Tuesday 7 June 2011

Student Loans - Willetts' Disaster

There is a fundamental contradiction in Mr Willetts' "marketisation" of higher education - it goes like this...

1. Except for the extremes of the income distribution, most students will pay EXACTLY THE SAME AMOUNT of repayments, REGARDLESS of whether their fees were £6k or £9k, so the price elasticity of demand is zero - a flat line - there is no price difference in terms of the amount you pay.

2. The level of demand for higher education could rise, fall or remain the same, but surveys show that the demand curve will probably go DOWN, as many people are put off by the idea of having such large debts.

THE DEMAND CURVE IS THEREFORE LIKELY TO BE HORIZONTAL AND AT A LOWER LEVEL THAN TODAY.

3. Universities understand that they will lose £1 per x of teaching grant in clawbacks, but they will get £3+ per x in fees, so there is a finanical incentive to MAXIMISE the fee level.

4. Demand for university places will be driven by PERCEVED QUALITY, so in crude terms places will fill up top-to-bottom, therefore universities are positioning themsleves in terms of students' quality perception - therefore it makes complete sense to charge the highest fees for the highest quality courses - "if i's expensive,it must be good" in other words.

THE SUPPLY CURVE IS THERFORE VERTICAL @ THE FULL COST FEE OF £9K, whilst the rpice elasticity of supply is also ZERO.

We thererfore do not have a "market" at all in terms of price infliuencing supply or demand.

But it get worse:

5. The Government's own research suggested that at the £6k fee level 30% of student loans would never be repaid because the ex-students' earnings wouldn't generate enough payments over the loan period before the cutoff time expired. If you then project a fee level 50% higher, then working on the standard income distribution profiel, IMHO this non-repayment level rapidly heads north of FIFTY PER CENT.

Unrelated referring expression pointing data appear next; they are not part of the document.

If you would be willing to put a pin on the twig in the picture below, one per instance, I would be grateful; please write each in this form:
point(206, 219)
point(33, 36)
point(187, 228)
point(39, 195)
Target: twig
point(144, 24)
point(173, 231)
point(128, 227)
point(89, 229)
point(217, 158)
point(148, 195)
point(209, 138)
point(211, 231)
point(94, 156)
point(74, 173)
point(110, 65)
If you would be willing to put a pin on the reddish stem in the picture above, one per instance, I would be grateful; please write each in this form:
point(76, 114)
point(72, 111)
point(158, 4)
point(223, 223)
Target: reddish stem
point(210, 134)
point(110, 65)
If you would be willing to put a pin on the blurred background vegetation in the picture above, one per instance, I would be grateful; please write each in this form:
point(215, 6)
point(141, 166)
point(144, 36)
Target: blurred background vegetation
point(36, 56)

6. At only a 50% repalyment profile, the cost to the taxpayer of paying for non-repaid student debt and the capital borrowings needed to fund the Student Loan Company spirals rapidly out of control, adding billions to UK government debt.

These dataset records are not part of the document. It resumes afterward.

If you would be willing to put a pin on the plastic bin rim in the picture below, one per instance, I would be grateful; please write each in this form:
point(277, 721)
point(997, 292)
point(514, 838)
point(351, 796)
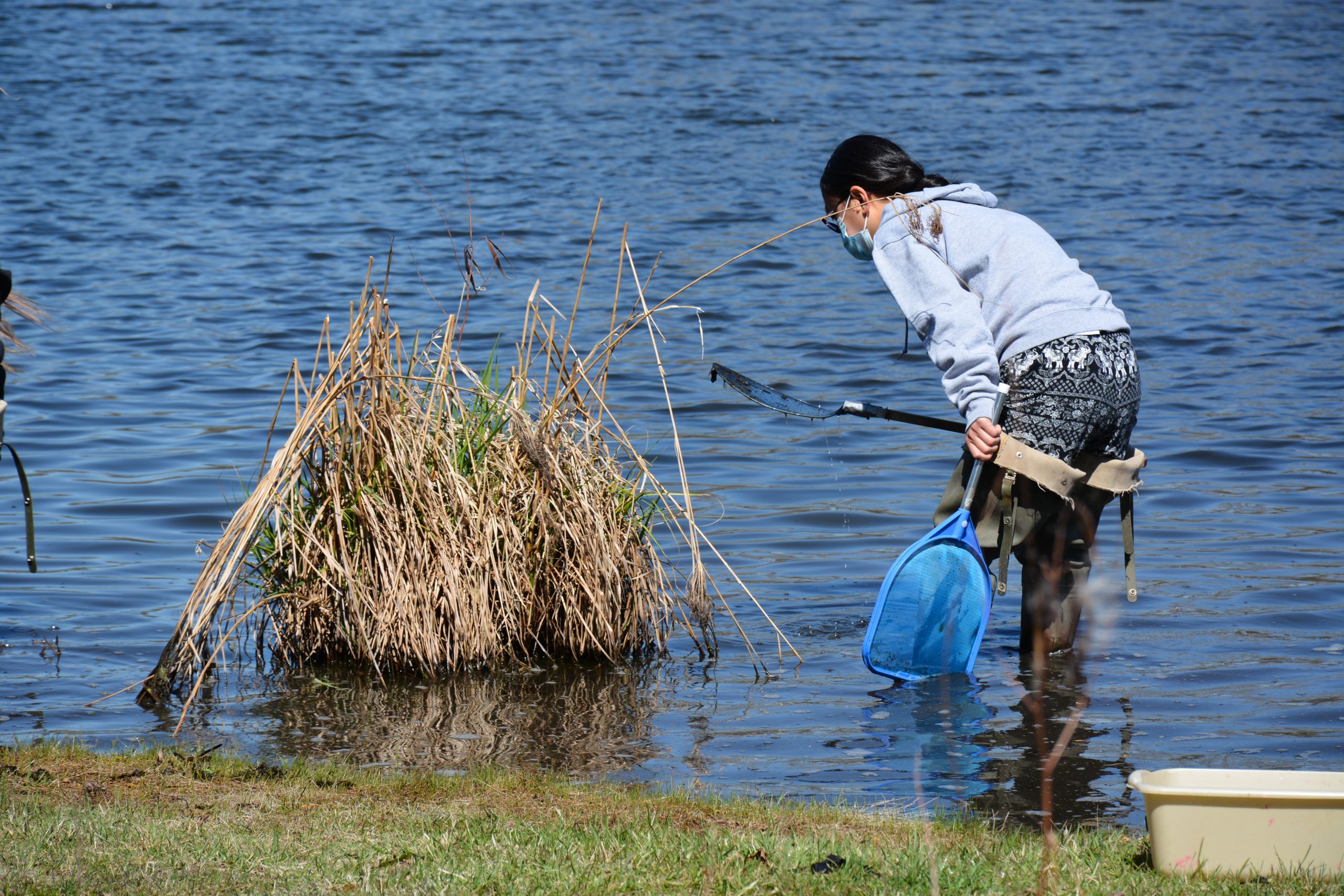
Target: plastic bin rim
point(1136, 781)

7. As the whole refor of Higher Education was designed to help reduce UK debt levels and transfer much of the cost of higher education to students, then the reverse will happen, i.e. the policy is entirely self-defeating.

8. Students going into work with £40k+ of debt won' be able to buy homes unless their earnings are quite high - and most won't contribute enough into pensions to get a decent retirement income.

9. The medium to long term forecast IMHO of this is that the taxpayer will have to invest much more insocial housing and provid welfare support in retirement to future generations, which will cost orders of magnitude more than the proposed savings under the new student loan system - all that will happen is that a vast reservoir of personal debt and lack of savings will be transmitted to future generations.

10. The fall i university entry demand will bang down the quality ladder, causing institutions at or near the bottom to be left with empty places, so several will close in future years - 2011 is a "bulge" year.

11. Those who elect not to go to university will either be unemployed, will fall on the government retraining budget, so their costs will simply transfer from education to welfare, or their lack of skills will reduce their employability and earnings profile, so storing up another long term weight on the economy.

Mr Willetts created this situation - he is thought to be as clever as several barrels of monkeys -did he get this all wrong, or did he soresee exactly what would happen and has simply hoped to reach this point then unveil wht he really wants to achieve?

IMHO he is either so arrogant and blinkered that he seriously believed he really would create a market in higher education, mainly because he suffers from a quasi-religious belief in the free  market?

Or is this part of a much deeper plan aimed at drastically pruning back higher education to its 1960s levels?

I think we are the point where to Committee of Vice Chancellors and Principals etc should also add their voice to the criticism of Mr Willetts and pass a vote of no confidence in him as well.

I notice the word "default" is being used about students who d not earn enough to pay off their debt - THIS IS NOT "DEFAULTING" AT ALL - it is the way the system works and if someone accused me of "defaulting" in this way, I'd sue them for slander.

1 comment:

  1. I presume that by making the costs a loan to the student there will not initially be any government liability in terms of debt. It will be off the fiscal balance sheet.

    These debts will not be written off for thirty or so years. At that point the government of the day presumably has to account for that write off.

    This is just another exercise in can kicking.